Julian Cassell

Personal information
- Born: 24 October 1967 (age 58) Salisbury, Wiltshire, England
- Batting: Right-handed
- Bowling: Right-arm medium

Domestic team information
- 1993–1998: Dorset

Career statistics
| Competition | LA |
| Matches | 3 |
| Runs scored | 29 |
| Batting average | 14.50 |
| 100s/50s | –/– |
| Top score | 24 |
| Balls bowled | – |
| Wickets | – |
| Bowling average | – |
| 5 wickets in innings | – |
| 10 wickets in match | – |
| Best bowling | – |
| Catches/stumpings | –/– |
- Source: Cricinfo, 23 March 2010

= Julian Cassell =

English cricketer (born 1967)

Julian Cassell (born 24 October 1967) is a former English cricketer. Cassell was a right-handed batsman who bowled right-arm medium pace.

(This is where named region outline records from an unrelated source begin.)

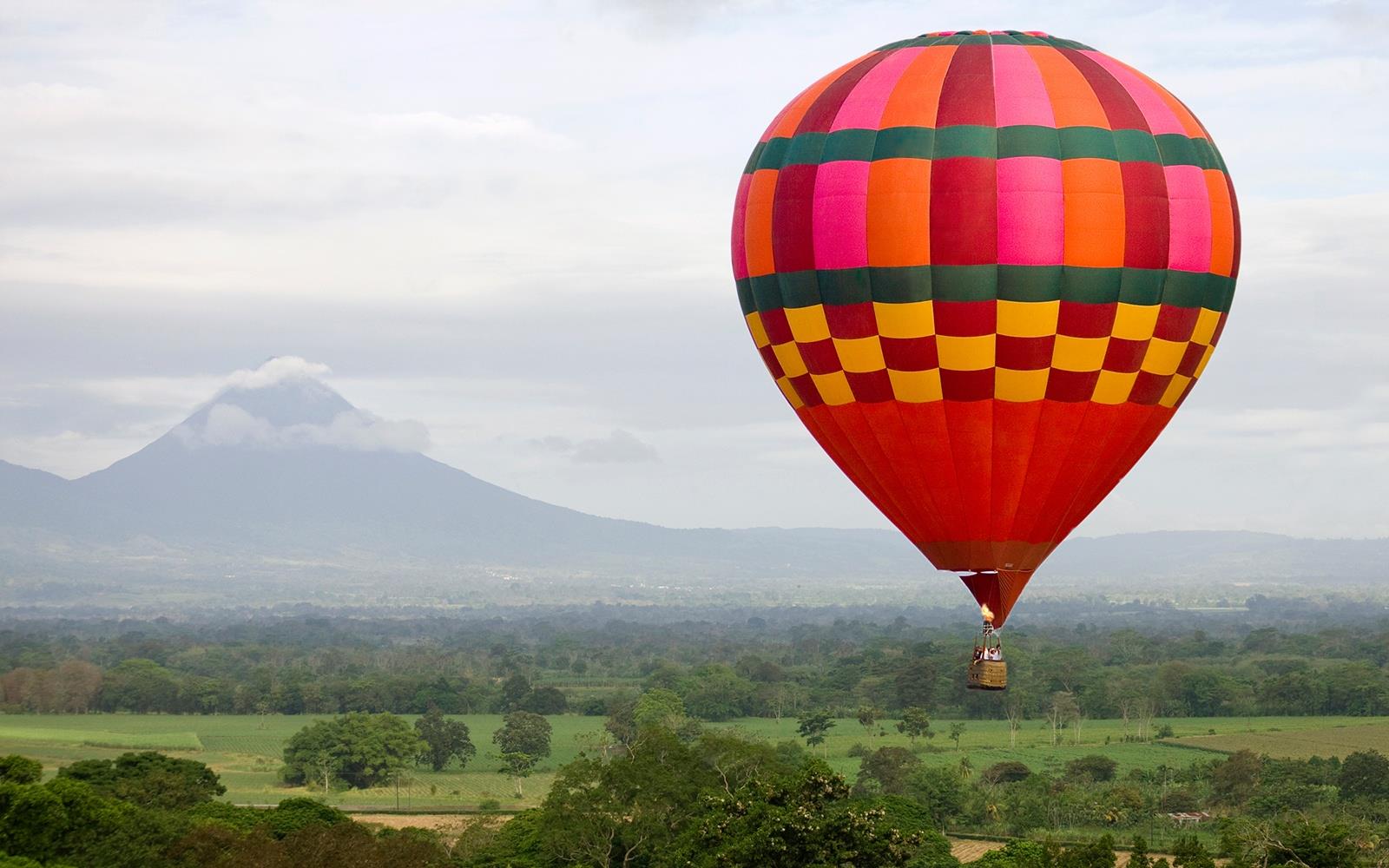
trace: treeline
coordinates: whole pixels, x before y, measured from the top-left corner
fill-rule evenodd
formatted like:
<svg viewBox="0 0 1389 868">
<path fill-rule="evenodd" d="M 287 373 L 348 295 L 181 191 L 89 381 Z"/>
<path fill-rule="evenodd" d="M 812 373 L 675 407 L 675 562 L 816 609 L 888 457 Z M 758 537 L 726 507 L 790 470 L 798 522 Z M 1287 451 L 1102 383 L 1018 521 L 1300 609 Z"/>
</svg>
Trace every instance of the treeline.
<svg viewBox="0 0 1389 868">
<path fill-rule="evenodd" d="M 165 714 L 608 714 L 639 690 L 706 721 L 806 708 L 1089 718 L 1389 712 L 1389 629 L 1010 629 L 1006 699 L 968 692 L 967 626 L 839 621 L 771 628 L 547 619 L 265 619 L 11 626 L 0 710 Z"/>
</svg>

Cassell made his debut for Dorset in the 1990 Minor Counties Championship against Herefordshire. He represented Dorset in 44 Minor Counties Championship matches from 1993 to 1998, with his final Minor Counties match for Dorset coming against Devon.

In 1995, he made his List-A debut for Dorset against Glamorgan in the 1st round of the 1995 NatWest Trophy. Cassell represented Dorset in one further List-A match, against Scotland in the 1st round of the 1999 NatWest Trophy.